Krankenschwester: Emotionaler Brief an deutschen Minister Spahn

Krankenschwester: Emotionaler Brief an deutschen Minister Spahn
Der Brief der Deutschen ist ein dringender Appell an Gesundheitsminister Jens Spahn.

Erst seit wenigen Wochen ist Jens Spahn als Gesundheitsminister im Amt. Vergleichsweise viel Kritik hat der CDU-Politiker bislang einstecken müssen. Grund dafür sind seine umstrittenen Äußerungen zu unterschiedlichen Themen.

So kritisierte er unter anderem Gegner des Werbeverbots für Abtreibungen, eine Gesetzesänderung in diesem Bereich lehnte er ab. Kürzlich zeigte er sich in der Causa allerdings zumindest gesprächsbereit. In der Polit-Talkshow "Hart aber fair" verteidigte er Hartz IV. Mit Hartz IV habe "jeder das, was er zum Leben braucht", so der CDU-Mann. In seiner Amtsantrittsrede merkte er außerdem an, dass vielleicht nicht jeder "immer gleich" zum Arzt gehen müsse, um das Gesundheitssystem zu entlasten.

Letzteres nahm nun eine deutsche Krankenschwester zum Anlass, um sich in einem offenen Brief an Spahn zu wenden.

"Bevor mir der Kragen platzt"

"Bevor mir der Kragen platzt, bekommt erst mal Herr Spahn einen Brief", beginnt Jana Langers ihr emotionales Schreiben, das sie am vergangenen Sonntag auf Facebook teilte. Seither schlagen ihre Zeilen in den sozialen Medien ordentliche Wellen: Ihr Beitrag wurde bereits 55.000 Mal geteilt und über 54.000 Mal gelikt. Das Thema ihres Postings: die "Situation der Pflege".

Zunächst beglückwünscht Langers Spahn zu seinem Amt, übt aber im selben Atemzug scharfe Kritik an seiner Qualifikation: "Wenn ich eine neue Arbeitsstelle antrete, muss ich entsprechende Qualifikationen vorweisen (…). Meine Kollegen, und wir sind keine unwesentliche Masse, sind dementsprechend entsetzt, dass weiterhin das Amt des Gesundheitsministers mit einem Minister besetzt wurde, der ohne irgendeine Qualifikation und Ahnung, unsere Arbeit betreffend, berufen wurde!"
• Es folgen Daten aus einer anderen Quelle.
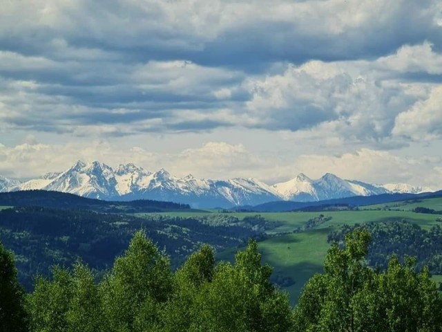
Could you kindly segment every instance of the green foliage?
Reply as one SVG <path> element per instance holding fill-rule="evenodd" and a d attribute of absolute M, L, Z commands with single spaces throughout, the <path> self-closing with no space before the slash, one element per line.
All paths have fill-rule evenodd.
<path fill-rule="evenodd" d="M 142 331 L 158 324 L 172 292 L 169 260 L 142 232 L 117 258 L 102 285 L 109 331 Z"/>
<path fill-rule="evenodd" d="M 0 243 L 0 332 L 27 331 L 24 292 L 17 279 L 12 254 Z"/>
<path fill-rule="evenodd" d="M 105 331 L 98 288 L 81 263 L 75 264 L 73 273 L 55 267 L 50 279 L 39 277 L 28 303 L 33 331 Z"/>
<path fill-rule="evenodd" d="M 343 243 L 345 234 L 356 229 L 367 229 L 373 241 L 367 259 L 372 267 L 385 269 L 393 255 L 404 262 L 406 256 L 417 257 L 417 266 L 427 266 L 434 274 L 442 274 L 442 228 L 425 230 L 405 221 L 344 225 L 329 234 L 328 241 Z"/>
<path fill-rule="evenodd" d="M 260 216 L 240 220 L 227 215 L 182 218 L 151 214 L 142 218 L 36 206 L 0 211 L 0 241 L 16 255 L 19 279 L 28 290 L 37 272 L 47 276 L 50 266 L 70 266 L 79 257 L 102 274 L 141 228 L 160 248 L 166 248 L 172 265 L 177 267 L 203 243 L 218 250 L 237 247 L 249 238 L 265 237 L 271 227 Z"/>
<path fill-rule="evenodd" d="M 427 268 L 417 273 L 416 259 L 393 257 L 386 271 L 364 260 L 370 234 L 356 229 L 345 248 L 334 243 L 325 273 L 306 285 L 294 311 L 299 331 L 391 332 L 442 331 L 442 299 Z"/>

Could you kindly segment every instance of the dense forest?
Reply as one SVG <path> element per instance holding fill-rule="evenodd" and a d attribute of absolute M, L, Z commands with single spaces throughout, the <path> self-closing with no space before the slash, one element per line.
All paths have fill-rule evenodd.
<path fill-rule="evenodd" d="M 229 215 L 182 218 L 153 214 L 140 218 L 23 206 L 0 210 L 0 242 L 16 255 L 19 279 L 29 290 L 35 275 L 47 275 L 55 264 L 69 266 L 78 258 L 101 275 L 140 229 L 159 248 L 166 248 L 177 267 L 204 243 L 215 250 L 243 246 L 249 238 L 265 238 L 265 231 L 277 225 L 260 216 L 239 220 Z"/>
<path fill-rule="evenodd" d="M 392 258 L 385 271 L 365 264 L 371 236 L 356 229 L 329 249 L 324 273 L 293 309 L 270 282 L 251 240 L 234 263 L 215 264 L 204 246 L 175 272 L 138 232 L 99 282 L 81 261 L 55 267 L 25 293 L 12 254 L 0 245 L 0 331 L 441 331 L 442 299 L 428 269 Z"/>
<path fill-rule="evenodd" d="M 416 258 L 419 268 L 427 266 L 431 273 L 442 274 L 442 228 L 439 225 L 427 230 L 405 221 L 345 225 L 331 232 L 328 241 L 342 244 L 346 234 L 361 228 L 372 234 L 367 255 L 371 266 L 385 269 L 393 255 L 403 263 L 412 256 Z"/>

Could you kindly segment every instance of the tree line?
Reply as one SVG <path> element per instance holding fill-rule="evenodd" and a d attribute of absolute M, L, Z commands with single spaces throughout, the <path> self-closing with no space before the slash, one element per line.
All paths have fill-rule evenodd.
<path fill-rule="evenodd" d="M 362 228 L 372 234 L 366 258 L 373 268 L 385 270 L 393 255 L 401 263 L 405 263 L 405 257 L 412 256 L 416 258 L 418 268 L 427 266 L 430 273 L 442 275 L 442 228 L 439 225 L 429 230 L 405 220 L 344 225 L 332 232 L 328 241 L 342 244 L 346 234 Z"/>
<path fill-rule="evenodd" d="M 356 229 L 343 246 L 335 242 L 294 308 L 270 282 L 254 240 L 233 263 L 216 263 L 204 246 L 173 272 L 140 231 L 100 281 L 77 261 L 38 277 L 28 294 L 0 245 L 0 332 L 442 331 L 442 299 L 427 268 L 394 257 L 374 270 L 365 259 L 370 241 Z"/>

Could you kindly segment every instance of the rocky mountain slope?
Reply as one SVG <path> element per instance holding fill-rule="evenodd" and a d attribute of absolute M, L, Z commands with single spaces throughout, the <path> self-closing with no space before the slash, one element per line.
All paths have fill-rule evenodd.
<path fill-rule="evenodd" d="M 432 191 L 407 184 L 372 185 L 343 180 L 327 173 L 319 179 L 300 174 L 289 181 L 268 185 L 255 178 L 184 178 L 162 169 L 151 172 L 133 164 L 112 168 L 102 163 L 78 161 L 61 173 L 18 181 L 0 176 L 0 192 L 44 190 L 105 200 L 153 199 L 190 204 L 195 208 L 254 205 L 272 201 L 316 201 L 354 196 Z"/>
In ihrem Brief fordert die Krankenschwester Reformen vom Gesundheitsminister, die eine "menschenwürdige Pflege" ermöglichen – und prangert die Arbeitsbedingungen in ihrer Branche an. "Wären Sie freiwillig bereit, in der Nacht für die Hälfte des Geldes zu arbeiten? Wären sie bereit, 24 Stunden an 365 Tages des Jahres Ihre Arbeitskraft zur Verfügung zu stellen? Wären Sie bereit, freiwillig auf Ihr Familienleben zu verzichten zugunsten der Schwächsten im System?", fragt sie.

Keine Zeit für die Patienten

Konkret richtet sich Langers gegen das DRG-System (DRG steht für Diagnosis Related Groups). Seit 2004 werden die Behandlungen in deutschen Krankenhäusern anhand von Fallpauschalen, die sich nach der Diagnose richten, abgerechnet. Dabei gilt: Je mehr Fälle – also Patienten – ein Krankenhaus behandelt und je schneller die Patienten das Krankenhaus wieder verlassen, desto lukrativer für die Einrichtungen. Durch die gesteigerte Effizienz solle die Behandlungsqualität verbessert werden, heißt es vonseiten der Politik. Behandlungen würden sich "nicht mehr nach der jeweiligen Krankheit" richten, sondern "nach dem Geldbeutel der Einrichtung", befindet Langers"Zeit für die Patienten und deren Bedürfnisse, Zeit um Handeln zu können, um Trost zu spenden und um Veränderungen zu erkennen" bleibe da kaum, so die Krankenschwester.

Abschließend merkt Langers an, dass sie sich zusammen mit ihren Kollegen eine "Umkehr in diesem System" erwarte – und gibt Spahn den Rat: "Besinnen Sie sich auf diejenigen, die durch ihr Kreuzchen überhaupt Ihren Posten ermöglicht haben!"

Mit ihren Worten spricht Langer vielen Menschen aus der Seele. In den Kommentaren pflichten Tausende User der Deutschen bei. "Absolut zutreffend", heißt es da. Oder auch: "Wirklich wahr, je sozialer der Beruf, desto asozialer die Bezahlung und Anerkennung." "Unser Gesundheitssystem ist profitorientiert", befindet ein anderer User.